L’affaire Marcel Lauzon inc.

[4] Dans cette affaire, l’employeur avait présenté une requête en irrecevabilité, alléguant qu’il y avait chose jugée relativement à la réclamation du travailleur. Ce dernier avait produit une première réclamation pour asthme professionnel à la CSST, laquelle avait ultimement été rejetée par la Commission d’appel en matière de lésions professionnelles. La décision rendue par cette instance avait fait l’objet d’une requête en révision judiciaire, qui avait été rejetée par la Cour supérieure. Quelques années après la production de sa première réclamation, le travailleur a présenté une nouvelle réclamation pour asthme professionnel, laquelle a été rejetée par la CSST au motif qu’il n’y avait pas de relation entre la maladie pulmonaire et le travail. Saisie du dossier, la CLP, se prononçant sur la requête soulevée par l’employeur, a conclu que la règle de la chose jugée ne pouvait s’appliquer et qu’il y avait lieu d’examiner le bien-fondé de la réclamation du travailleur, tout en tenant compte de la décision finale et irrévocable qui avait été rendue quant à la première réclamation.

[5] Dans le cadre de son analyse, la commissaire Bérubé a rappelé que la règle de l’autorité de la chose jugée relève du droit judiciaire privé alors qu’en droit administratif les règles de preuve et de procédure relèvent plutôt d’une règle qu’impose la common law, à savoir la justice naturelle. Les Règles de preuve, de procédure et de pratique de la Commission des lésions professionnelles5, adoptées en vertu de l’article 429.21 de la Loi sur les accidents du travail et les maladies professionnelles6, (LATMP) consacrent et aménagent l’application des règles de justice naturelle aux travaux de la CLP.

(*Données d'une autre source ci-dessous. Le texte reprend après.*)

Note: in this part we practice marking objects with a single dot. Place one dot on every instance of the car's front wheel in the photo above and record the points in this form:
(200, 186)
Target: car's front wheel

[6] Par ailleurs, la commissaire considérait que les règles applicables au droit judiciaire privé sont difficilement conciliables avec la mission confiée à la CLP. À cet égard, la commissaire retenait, dans un premier temps, que la CLP a une mission d’ordre public, le législateur en ayant fait l’interprète ultime de deux lois d’ordre public, soit la LATMP et la Loi sur la santé et la sécurité du travail7. D’autre part, elle soulignait que la CLP est investie de vastes pouvoirs, dont celui de rendre la décision qui aurait dû être rendue en premier lieu (art. 377 LATMP) qui va jusqu’à l’obliger à remédier aux irrégularités ainsi qu’aux manquements commis aux niveaux inférieurs et à actualiser le dossier. À titre de tribunal exerçant une compétence de novo, elle doit se prononcer sur l’admissibilité d’une réclamation à la CSST comme si elle en avait été saisie en premier lieu. La commissaire rappelait que plusieurs tribunaux supérieurs ont reconnu que le processus décisionnel établi par la LATMP comporte l’obligation de rendre une décision conforme à cette loi, alors que la règle de l’autorité de la chose jugée permet, au contraire, la consécration d’un jugement erroné.

[7] Selon la commissaire, le principal danger que présente l’application de la règle de l’autorité de la chose jugée tient à la nature de l’exception qui en découle, laquelle vise à mettre fin à un débat avant que le tribunal n’apprécie la preuve et les arguments sur les questions de fond, ce qui s’oppose à la mission de la CLP. Lorsqu’il se prononce sur l’admissibilité d’une réclamation à la CSST, le tribunal ne peut s’acquitter de sa mission s’il refuse d’examiner si les conditions d’ouverture aux bénéfices recherchés par le réclamant sont satisfaites. La commissaire Bérubé a retenu que les concepts de «chose jugée», de «décision finale» ainsi que de «décision finale et irrévocable» doivent être distingués, et elle a conclu que la CLP ne peut se saisir de la contestation d’une décision devenue finale et irrévocable parce qu’elle n’a pas la compétence strictu sensu pour le faire et non en conformité avec le principe de la chose jugée.